Knoth hat Menschen in der radioaktiv verseuchten Gegend um Tschernobyl porträtiert. Die schockierende Wirkung dieser auf den ersten Blick oft ganz gewöhnlichen, von einem Grauschleier überzogenen Schwarzweiß-Bilder rührt vom Text her, von Diagnosen wie Gebärmutterkrebs, Gehirntumor oder Schilddrüsenkarzinom. Erst in ihrem Licht sind die verdeckten Operationsnarben, die Spuren der tödlichen Krankheit zu erkennen.
Fotografie muss erst einmal frei sein von politischen Intentionen
Nur einmal setzt Knoth auf starke graphische Kontraste, die der Sozialdokumentarist Sebastiao Salgado so virtuos wie erfolgreich perfektioniert hat: Vor pechschwarzem Hintergrund liegt eine Frau unter blendend weißen Laken auf dem OP-Tisch. Ein fesselndes Bild, das deutlich macht: Auch Fotojournalisten müssen sich mit stilistischen Tendenzen, künstlerischen Vorbildern auseinandersetzen. Und dabei kommt Museen wie dem Dieselkraftwerk eine Schlüssel- und Scharnierfunktion zu:
"Es ist ja hier im Jahr 1979 diese Sammlung Fotografie gegründet worden und dann ist immer wieder gekauft worden. Und die Ausstellungen dienten dazu, dieses Medium beim Publikum in dieser Zeit als Kunstform anerkannt zu sehen."
Dafür aber muss Fotografie erst einmal frei sein von politischen Intentionen und inhaltlichen Vorgaben. Dauerhafte Wirkung bleibt der Kunst vorbehalten, und den ästhetischen Hebel kann nur ansetzen, wer absichtslos und daher unverkrampft mit der formalen Gestaltung experimentiert, den Entstehungsprozess der Bilder offen hält. Das demonstriert Andrea Diefenbach mit ihrer zweigeteilten Fotoserie über einerseits moldauische Gastarbeiter in Italien und andererseits deren ohne Eltern aufwachsenden Kinder.

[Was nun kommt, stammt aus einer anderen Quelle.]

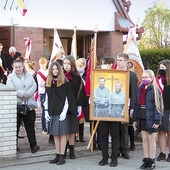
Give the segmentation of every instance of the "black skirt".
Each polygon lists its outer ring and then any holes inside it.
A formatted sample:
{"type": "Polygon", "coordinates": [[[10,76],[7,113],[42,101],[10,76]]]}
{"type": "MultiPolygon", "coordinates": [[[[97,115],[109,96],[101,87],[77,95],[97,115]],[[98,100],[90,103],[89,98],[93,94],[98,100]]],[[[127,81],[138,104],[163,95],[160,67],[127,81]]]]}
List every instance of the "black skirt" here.
{"type": "Polygon", "coordinates": [[[48,131],[50,135],[54,135],[54,136],[70,134],[67,116],[66,119],[63,121],[59,121],[59,115],[52,116],[49,123],[48,131]]]}
{"type": "Polygon", "coordinates": [[[170,110],[164,110],[159,131],[170,132],[170,110]]]}
{"type": "Polygon", "coordinates": [[[67,115],[68,116],[68,127],[69,134],[78,133],[79,132],[79,121],[77,116],[75,115],[67,115]]]}

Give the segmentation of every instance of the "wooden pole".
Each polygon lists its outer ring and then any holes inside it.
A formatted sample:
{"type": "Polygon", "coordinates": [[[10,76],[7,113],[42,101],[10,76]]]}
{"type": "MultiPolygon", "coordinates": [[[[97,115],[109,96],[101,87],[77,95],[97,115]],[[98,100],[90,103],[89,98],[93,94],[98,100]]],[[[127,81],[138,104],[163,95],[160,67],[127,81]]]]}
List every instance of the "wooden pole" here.
{"type": "Polygon", "coordinates": [[[99,120],[97,120],[96,125],[95,125],[95,127],[94,127],[94,130],[92,131],[90,141],[89,141],[89,143],[88,143],[88,145],[87,145],[87,149],[90,148],[90,145],[91,145],[91,143],[92,143],[92,141],[93,141],[93,137],[94,137],[94,134],[96,133],[96,130],[97,130],[98,125],[99,125],[99,120]]]}

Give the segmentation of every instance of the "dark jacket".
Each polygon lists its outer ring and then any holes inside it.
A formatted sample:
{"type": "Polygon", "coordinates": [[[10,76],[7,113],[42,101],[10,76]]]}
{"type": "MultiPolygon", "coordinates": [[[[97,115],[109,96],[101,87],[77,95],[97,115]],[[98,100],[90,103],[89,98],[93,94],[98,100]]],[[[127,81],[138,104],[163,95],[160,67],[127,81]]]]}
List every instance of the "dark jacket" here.
{"type": "Polygon", "coordinates": [[[137,75],[135,72],[130,71],[130,86],[129,86],[130,109],[134,109],[135,107],[136,88],[137,88],[137,75]]]}
{"type": "Polygon", "coordinates": [[[54,85],[52,85],[51,87],[46,87],[46,92],[48,95],[48,112],[50,116],[61,114],[65,105],[66,97],[69,103],[69,113],[71,115],[77,116],[78,113],[76,101],[68,82],[59,87],[56,87],[54,85]]]}
{"type": "MultiPolygon", "coordinates": [[[[139,97],[140,97],[140,89],[142,86],[144,85],[141,84],[137,89],[137,100],[136,100],[135,110],[134,110],[134,121],[137,122],[139,122],[138,119],[140,118],[139,97]]],[[[161,93],[159,94],[160,94],[159,99],[161,100],[161,93]]],[[[145,99],[146,99],[146,113],[145,113],[146,129],[148,133],[151,134],[157,131],[157,129],[152,128],[152,126],[153,124],[157,124],[157,125],[160,124],[161,115],[162,115],[162,113],[159,113],[158,110],[156,109],[155,99],[154,99],[154,89],[152,85],[148,86],[145,99]]]]}

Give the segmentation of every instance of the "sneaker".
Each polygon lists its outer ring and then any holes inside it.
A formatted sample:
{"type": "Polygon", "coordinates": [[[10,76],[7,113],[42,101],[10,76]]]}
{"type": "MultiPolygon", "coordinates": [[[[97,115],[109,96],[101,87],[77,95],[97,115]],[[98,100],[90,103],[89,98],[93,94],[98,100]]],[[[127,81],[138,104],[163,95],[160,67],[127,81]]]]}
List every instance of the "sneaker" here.
{"type": "Polygon", "coordinates": [[[35,146],[33,146],[33,147],[31,148],[31,152],[32,152],[32,153],[35,153],[35,152],[37,152],[39,149],[40,149],[40,147],[37,146],[37,145],[35,145],[35,146]]]}
{"type": "Polygon", "coordinates": [[[170,153],[168,154],[167,162],[170,162],[170,153]]]}
{"type": "Polygon", "coordinates": [[[157,161],[164,161],[165,158],[166,158],[166,154],[161,152],[156,160],[157,161]]]}
{"type": "Polygon", "coordinates": [[[42,130],[42,134],[44,134],[44,135],[47,134],[47,129],[46,128],[42,130]]]}

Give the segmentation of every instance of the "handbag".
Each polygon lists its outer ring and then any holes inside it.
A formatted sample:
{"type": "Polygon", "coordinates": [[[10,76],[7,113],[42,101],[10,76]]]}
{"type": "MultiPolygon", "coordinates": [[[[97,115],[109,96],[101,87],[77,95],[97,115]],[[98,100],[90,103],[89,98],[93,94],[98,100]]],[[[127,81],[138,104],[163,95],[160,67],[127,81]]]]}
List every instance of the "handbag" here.
{"type": "Polygon", "coordinates": [[[29,111],[30,108],[28,107],[26,102],[22,105],[17,105],[17,114],[26,116],[28,115],[29,111]]]}

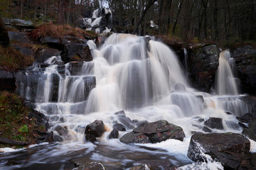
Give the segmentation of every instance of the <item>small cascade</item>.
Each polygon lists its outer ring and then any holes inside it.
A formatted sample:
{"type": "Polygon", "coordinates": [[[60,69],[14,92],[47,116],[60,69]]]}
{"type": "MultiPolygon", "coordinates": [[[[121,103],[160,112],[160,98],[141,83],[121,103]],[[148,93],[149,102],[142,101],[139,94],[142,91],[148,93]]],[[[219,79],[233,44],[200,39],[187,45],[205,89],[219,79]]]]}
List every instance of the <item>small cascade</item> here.
{"type": "Polygon", "coordinates": [[[112,28],[112,13],[109,8],[97,8],[92,12],[92,18],[80,18],[79,22],[83,29],[96,33],[108,33],[112,28]]]}
{"type": "Polygon", "coordinates": [[[238,95],[238,79],[234,76],[235,64],[228,50],[220,54],[219,66],[215,79],[216,94],[218,95],[238,95]]]}
{"type": "MultiPolygon", "coordinates": [[[[95,17],[97,13],[95,12],[95,17]]],[[[206,132],[203,128],[209,126],[205,124],[207,120],[220,118],[223,124],[223,129],[208,127],[213,132],[240,133],[242,128],[236,116],[253,109],[242,100],[245,96],[235,96],[239,94],[228,63],[232,62],[228,51],[221,52],[220,57],[217,93],[221,96],[213,96],[191,88],[175,53],[149,37],[113,33],[100,48],[97,48],[92,40],[87,43],[93,57],[91,62],[64,64],[60,57],[53,56],[44,63],[34,63],[18,76],[17,92],[34,103],[36,110],[49,118],[49,132],[53,132],[53,137],[63,140],[43,146],[43,152],[31,152],[32,157],[40,155],[48,160],[46,162],[52,163],[54,155],[63,164],[66,154],[72,154],[74,158],[66,157],[72,160],[78,157],[84,159],[85,154],[90,161],[114,166],[118,163],[122,169],[127,169],[130,162],[137,160],[137,153],[142,149],[146,154],[142,155],[154,155],[164,161],[171,156],[174,158],[170,159],[172,162],[186,164],[191,163],[187,153],[192,133],[206,132]],[[227,81],[229,79],[231,80],[227,81]],[[84,133],[87,125],[95,120],[102,120],[107,130],[92,144],[85,141],[84,133]],[[117,123],[127,129],[127,132],[119,131],[120,137],[145,121],[159,120],[181,126],[186,135],[184,140],[128,145],[118,139],[108,139],[117,123]],[[65,129],[65,135],[58,131],[60,127],[65,129]],[[146,149],[149,147],[164,150],[152,151],[146,149]],[[118,157],[115,154],[113,159],[113,150],[102,152],[110,148],[114,148],[118,157]],[[102,153],[105,154],[100,155],[102,153]]],[[[41,162],[36,159],[31,166],[38,164],[41,162]]]]}

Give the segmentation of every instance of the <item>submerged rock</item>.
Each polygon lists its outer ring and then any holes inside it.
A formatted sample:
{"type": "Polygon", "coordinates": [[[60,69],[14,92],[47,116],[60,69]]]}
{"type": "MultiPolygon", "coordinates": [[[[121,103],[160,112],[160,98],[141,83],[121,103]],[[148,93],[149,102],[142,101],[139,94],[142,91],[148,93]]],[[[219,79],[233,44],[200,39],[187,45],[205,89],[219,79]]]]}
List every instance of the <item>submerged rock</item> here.
{"type": "Polygon", "coordinates": [[[204,122],[204,125],[212,129],[218,129],[218,130],[223,129],[222,118],[209,118],[208,120],[204,122]]]}
{"type": "Polygon", "coordinates": [[[111,131],[108,138],[109,139],[117,139],[117,138],[118,138],[118,135],[119,135],[118,130],[116,129],[113,129],[112,131],[111,131]]]}
{"type": "Polygon", "coordinates": [[[194,162],[207,162],[204,154],[209,154],[227,169],[238,169],[250,147],[249,140],[240,134],[196,133],[191,137],[188,157],[194,162]]]}
{"type": "Polygon", "coordinates": [[[113,129],[116,129],[119,131],[126,131],[125,127],[120,123],[114,124],[113,129]]]}
{"type": "Polygon", "coordinates": [[[183,141],[184,137],[181,127],[162,120],[134,129],[132,132],[122,136],[120,141],[124,143],[156,143],[169,139],[183,141]]]}
{"type": "Polygon", "coordinates": [[[91,134],[95,135],[95,137],[101,137],[105,131],[103,122],[96,120],[86,126],[85,134],[91,134]]]}
{"type": "Polygon", "coordinates": [[[56,130],[60,136],[61,135],[67,135],[68,133],[68,130],[60,125],[57,125],[54,128],[54,130],[56,130]]]}

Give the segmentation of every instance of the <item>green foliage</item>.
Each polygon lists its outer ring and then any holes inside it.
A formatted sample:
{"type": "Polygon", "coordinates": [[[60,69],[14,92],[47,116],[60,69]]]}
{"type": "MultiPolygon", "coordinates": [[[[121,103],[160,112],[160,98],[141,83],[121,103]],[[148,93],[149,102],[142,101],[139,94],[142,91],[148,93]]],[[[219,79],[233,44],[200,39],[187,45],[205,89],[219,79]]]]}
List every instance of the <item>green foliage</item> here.
{"type": "Polygon", "coordinates": [[[18,96],[6,91],[0,93],[0,136],[10,140],[33,142],[32,119],[28,108],[18,96]]]}
{"type": "Polygon", "coordinates": [[[90,37],[92,39],[97,36],[94,32],[74,28],[69,25],[55,25],[52,22],[43,23],[33,30],[31,35],[34,40],[41,37],[50,36],[55,38],[63,38],[65,35],[71,35],[85,39],[85,37],[90,37]]]}
{"type": "Polygon", "coordinates": [[[33,62],[32,56],[26,56],[9,46],[0,46],[0,69],[9,72],[17,72],[21,69],[31,65],[33,62]]]}
{"type": "Polygon", "coordinates": [[[23,125],[23,126],[21,126],[18,130],[18,132],[28,132],[28,128],[27,125],[23,125]]]}

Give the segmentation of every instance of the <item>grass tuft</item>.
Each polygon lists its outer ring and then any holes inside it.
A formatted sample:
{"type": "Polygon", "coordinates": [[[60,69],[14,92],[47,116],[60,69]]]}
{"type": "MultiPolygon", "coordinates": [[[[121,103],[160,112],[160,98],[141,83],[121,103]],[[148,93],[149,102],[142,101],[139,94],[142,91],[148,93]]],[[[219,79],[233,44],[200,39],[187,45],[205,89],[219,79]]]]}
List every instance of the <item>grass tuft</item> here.
{"type": "Polygon", "coordinates": [[[39,26],[37,29],[33,30],[31,33],[31,36],[34,40],[39,40],[41,37],[47,36],[62,39],[65,35],[75,36],[82,39],[90,37],[93,39],[97,36],[97,34],[93,31],[74,28],[70,25],[55,25],[52,22],[39,26]]]}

Und vor allem Alexander Janetzkos Jerusalem-Kaleidoskop, eine filmartig „geschnittene" Folge von Einzelfotos, die den zersplitterten, durch Konflikte fragmentierten Charakter dieser Stadt auch formal hervorhebt. Beide Beiträge sind – wen wundert's? – außerhalb der Gesellschaft für humanistische Fotografie entstanden.